6. May is the perfect time for roses
Bare root rose planting season ended in April, so May is the ideal time to buy roses in pots from garden centres or specialist nurseries and plant them out for a dazzling display this summer.
There are so many delightful roses to choose from for different situations – from climbers to miniatures for pots on the patio. Decide where you’d like to add roses, whether you just want to cover a wall or arch, mix in with herbaceous plants or start a dedicated rose garden, Consider your colour scheme, the combination of scents and if you’d like a blaze of flowers in one blooming or repeat-flowering options.
There are two ways to buy roses: as container-grown plants, or as bare root plants.
Bare root plants are usually purchased online or via mail-order and come in a semi dormant or dormant state with no soil on the roots. They are the preferred choice for many gardeners; bare-root roses are generally the best quality and have a wider spread of roots than container plants.
If planting multiple roses, bare root plants are more economical and there’s also a greater variety.
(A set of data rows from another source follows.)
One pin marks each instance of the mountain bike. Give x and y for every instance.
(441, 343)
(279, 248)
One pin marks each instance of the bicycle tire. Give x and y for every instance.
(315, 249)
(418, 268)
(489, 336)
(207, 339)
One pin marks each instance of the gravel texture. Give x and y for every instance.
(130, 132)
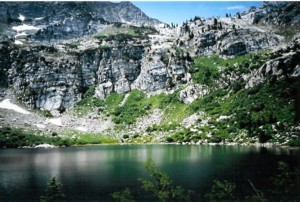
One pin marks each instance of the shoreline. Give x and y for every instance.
(265, 145)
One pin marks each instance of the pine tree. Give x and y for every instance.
(53, 192)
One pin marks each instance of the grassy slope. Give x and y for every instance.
(262, 113)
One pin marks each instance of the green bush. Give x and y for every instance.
(17, 137)
(294, 143)
(133, 108)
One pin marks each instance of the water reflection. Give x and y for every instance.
(92, 173)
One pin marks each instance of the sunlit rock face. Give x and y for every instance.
(50, 53)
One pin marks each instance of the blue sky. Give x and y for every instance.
(180, 11)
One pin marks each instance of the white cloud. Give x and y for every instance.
(235, 8)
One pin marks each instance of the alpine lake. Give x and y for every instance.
(92, 173)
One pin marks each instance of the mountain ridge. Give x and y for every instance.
(190, 83)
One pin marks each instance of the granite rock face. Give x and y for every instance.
(52, 64)
(57, 21)
(285, 64)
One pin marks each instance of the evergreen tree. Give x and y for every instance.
(53, 192)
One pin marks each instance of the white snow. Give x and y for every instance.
(17, 42)
(21, 17)
(24, 27)
(39, 18)
(21, 35)
(54, 121)
(6, 104)
(80, 128)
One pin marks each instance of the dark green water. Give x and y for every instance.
(92, 173)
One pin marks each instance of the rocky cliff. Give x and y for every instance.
(114, 57)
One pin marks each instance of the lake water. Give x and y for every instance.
(92, 173)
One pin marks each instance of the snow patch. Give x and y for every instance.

7. Feed your flowers and plants
Feeding now will pay dividends later, but you must use a slow-release fertiliser containing potash, to encourage more flowers. A general fertiliser can also be applied to roses, herbaceous plants and fruit. Avoid adding nitrogen-rich plant food: it produces too much leaf.
Vegetables will also respond to enriched soil. The easiest soil enhancer is well-rotted garden compost, so it’s worth making your own if you’re able to. You can also use well-rotted manure, although spreading it in early spring can be backbreaking. However, you can also buy bagged manure from garden centres. The best way to incorporate organic matter into a vegetable bed is to put some at the base of the planting hole. Squashes and courgettes benefit hugely from sitting above organic material because it aerates and warms the soil.
For brassicas sprinkle on a nitrogen-rich feed, such as chicken pellets or powdered chicken manure, straight after planting. Root crops prefer lighter soil and are generally best grown in soil that hasn’t been enriched.
8. Take comfort in comfrey
Comfrey is a wonder plant – its tap root draws up nutrients from deep in the soil, and the leaves store nitrogen, phosphorus and potassium, making them perfect for use as fertiliser. You can harvest this foliage to make a liquid plant feed, add as a surface mulch or add to planting holes.
9. Stay on weather watch
At some point in May there is a tipping point: the risk of frost passes, and all the tender plants you’ve been tripping over indoors can be planted outside. So,keep an eye on the weather forecast and look for a rise in night-time temperatures – tomatoes, for instance, need a minimum of 10°C night and day before they can go out into a bed or container. While you’re waiting, harden off summer bedding and other tender plants in preparation for their transfer outside – this means putting them outside somewhere sheltered on warm days to gradually adjust to the conditions. Remember to bring them in before the temperature drops at night.
Water anything newly planted. Any veg or flowers planted this spring will need regular watering while they settle in and put down roots into the soil, especially during dry weather. This also applies to any new turf you may have laid.
It’s best to wait until May before sowing French or runner beans, so they’re ready for planting at the end of the month. Plants sown too early will turn yellow if planted out too early and will struggle.
Leeks that were sown last month can be planted outdoors. Allow around 30cm between rows to make weeding easier, and space plants at 15cm-intervals for full-sized leeks.
Finish planting maincrop varieties, such as ‘King Edward’, by early May for crops in late summer/early autumn. Plant the tubers 40cm apart in rows that are 60-75cm apart.
You can encourage your tulips to flower again next year by feeding them with tomato feed and removing any flowers that have faded. Bulbs in pots are best removed from the pots after they have finished, and then replanted deeply (around 15cm deep) in the border.